Stellungnahme zu Ministerialentwurf
Stellungnahme zu dem Ministerialentwurf betreffend Bundesgesetz zur Stärkung der Selbstbestimmung von unmündigen Mädchen an Schulen mittels Einführung eines Kopftuchverbots
Bei den Stellungnahmen handelt es sich nicht um die Meinung der Parlamentsdirektion, sondern um jene der einbringenden Person bzw. Institution. Mehr Informationen finden Sie in den Nutzungsbedingungen.
Inhalt
Sehr geehrte Damen und Herren,
ich nehme hiermit Stellung zum Gesetzesentwurf betreffend ein Verbot des Tragens von Kopftüchern für Schülerinnen unter 14 Jahren.
Ich bin Mutter einer 11-jährigen Tochter, die sich aus freiem Willen und ohne äußeren Druck dazu entschieden hat, ein Kopftuch zu tragen. Sie hat diese Entscheidung vor wenigen Wochen getroffen, weil sie ihre religiöse Identität ausdrücken möchte. Als sie von diesem geplanten Gesetz erfahren hat, war sie tief betroffen und hat lange darüber geweint. Schon jetzt spüre ich, dass sie die Aussicht auf ein Verbot psychisch stark belastet.
Ein Kopftuchverbot würde für meine Tochter bedeuten, dass sie gezwungen wäre, gegen ihr Gewissen und ihre religiöse Überzeugung zu handeln. Das verletzt zentrale Grundrechte, die sowohl in der österreichischen Bundesverfassung als auch in der Europäischen Menschenrechtskonvention verankert sind:
Religionsfreiheit (Art. 14 StGG, Art. 9 EMRK): Meine Tochter möchte selbstbestimmt ihren Glauben leben.
Gleichheit vor dem Gesetz (Art. 7 B-VG): Das Gesetz richtet sich faktisch gegen eine bestimmte Religionsgemeinschaft und diskriminiert damit Mädchen muslimischen Glaubens.
Elternrecht & Kindeswohl (Art. 8 EMRK, Art. 2 1. ZP EMRK): Eltern haben das Recht, ihre Kinder in religiösen Fragen zu erziehen, und Kinder haben das Recht auf Schutz ihrer Persönlichkeit und Identität.
Darüber hinaus erscheint mir die Verhältnismäßigkeit fraglich: Ein pauschales Verbot führt nicht zu mehr Integration, sondern verstärkt Stigmatisierung, Ausgrenzung und psychische Belastung.
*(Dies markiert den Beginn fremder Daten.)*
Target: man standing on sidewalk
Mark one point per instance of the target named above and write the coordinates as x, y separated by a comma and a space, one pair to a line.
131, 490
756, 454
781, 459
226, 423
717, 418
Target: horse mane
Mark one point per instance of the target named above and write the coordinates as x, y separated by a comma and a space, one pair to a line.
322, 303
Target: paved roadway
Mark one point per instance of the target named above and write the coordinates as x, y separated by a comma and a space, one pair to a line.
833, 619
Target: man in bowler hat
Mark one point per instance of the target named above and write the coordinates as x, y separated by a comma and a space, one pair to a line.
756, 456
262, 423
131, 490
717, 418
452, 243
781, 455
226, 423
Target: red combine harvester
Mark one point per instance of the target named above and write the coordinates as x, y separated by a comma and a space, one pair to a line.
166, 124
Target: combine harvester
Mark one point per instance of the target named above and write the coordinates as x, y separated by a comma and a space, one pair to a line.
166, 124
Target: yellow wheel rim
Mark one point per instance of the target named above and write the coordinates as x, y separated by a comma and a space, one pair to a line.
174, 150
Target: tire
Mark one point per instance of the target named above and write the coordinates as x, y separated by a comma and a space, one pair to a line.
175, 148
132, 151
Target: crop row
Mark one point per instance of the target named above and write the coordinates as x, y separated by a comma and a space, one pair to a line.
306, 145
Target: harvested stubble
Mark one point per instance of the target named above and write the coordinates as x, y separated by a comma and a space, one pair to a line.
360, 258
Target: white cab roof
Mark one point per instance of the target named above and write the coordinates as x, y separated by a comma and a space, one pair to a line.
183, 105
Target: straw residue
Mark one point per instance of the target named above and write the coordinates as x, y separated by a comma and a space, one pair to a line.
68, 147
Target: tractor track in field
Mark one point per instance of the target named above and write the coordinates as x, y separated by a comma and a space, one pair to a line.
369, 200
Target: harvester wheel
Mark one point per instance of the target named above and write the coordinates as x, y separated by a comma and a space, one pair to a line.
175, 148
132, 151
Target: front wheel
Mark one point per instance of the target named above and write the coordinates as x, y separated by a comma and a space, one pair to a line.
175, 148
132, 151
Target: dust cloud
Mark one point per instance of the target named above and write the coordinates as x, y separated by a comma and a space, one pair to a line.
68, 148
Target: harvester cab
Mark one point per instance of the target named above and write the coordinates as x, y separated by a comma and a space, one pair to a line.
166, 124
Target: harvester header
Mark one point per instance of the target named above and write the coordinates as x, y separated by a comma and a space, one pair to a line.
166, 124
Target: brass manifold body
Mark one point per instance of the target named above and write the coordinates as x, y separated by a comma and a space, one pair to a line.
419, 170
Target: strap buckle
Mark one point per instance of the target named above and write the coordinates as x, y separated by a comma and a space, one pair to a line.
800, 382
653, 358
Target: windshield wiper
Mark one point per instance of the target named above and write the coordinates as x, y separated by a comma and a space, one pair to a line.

Gerade Kinder, die freiwillig religiöse Symbole tragen, erleben ein solches Verbot als tiefe Ungerechtigkeit.
Ich appelliere daher an den Gesetzgeber, den Entwurf in dieser Form nicht zu beschließen. Statt eines Verbotes sollten pädagogische und dialogorientierte Maßnahmen gesetzt werden, die Selbstbestimmung, Gleichberechtigung und Integration fördern – ohne einzelne Kinder für ihre religiöse Ausdrucksweise zu bestrafen.
Mein konkreter Vorschlag:
Keine generelle Verbotsregelung, sondern individuelle Lösungen, die sicherstellen, dass Mädchen nicht unter Druck gesetzt werden.
Schutz für Kinder, die sich freiwillig für das Kopftuch entscheiden.
Fokus auf Aufklärung, Bildung und Gespräch statt auf Zwang und Sanktion.
Ich danke Ihnen, dass ich meine Sicht einbringen darf, und hoffe, dass bei der weiteren Gesetzgebung das Wohl der Kinder – und damit auch das Wohl meiner Tochter – im Mittelpunkt steht.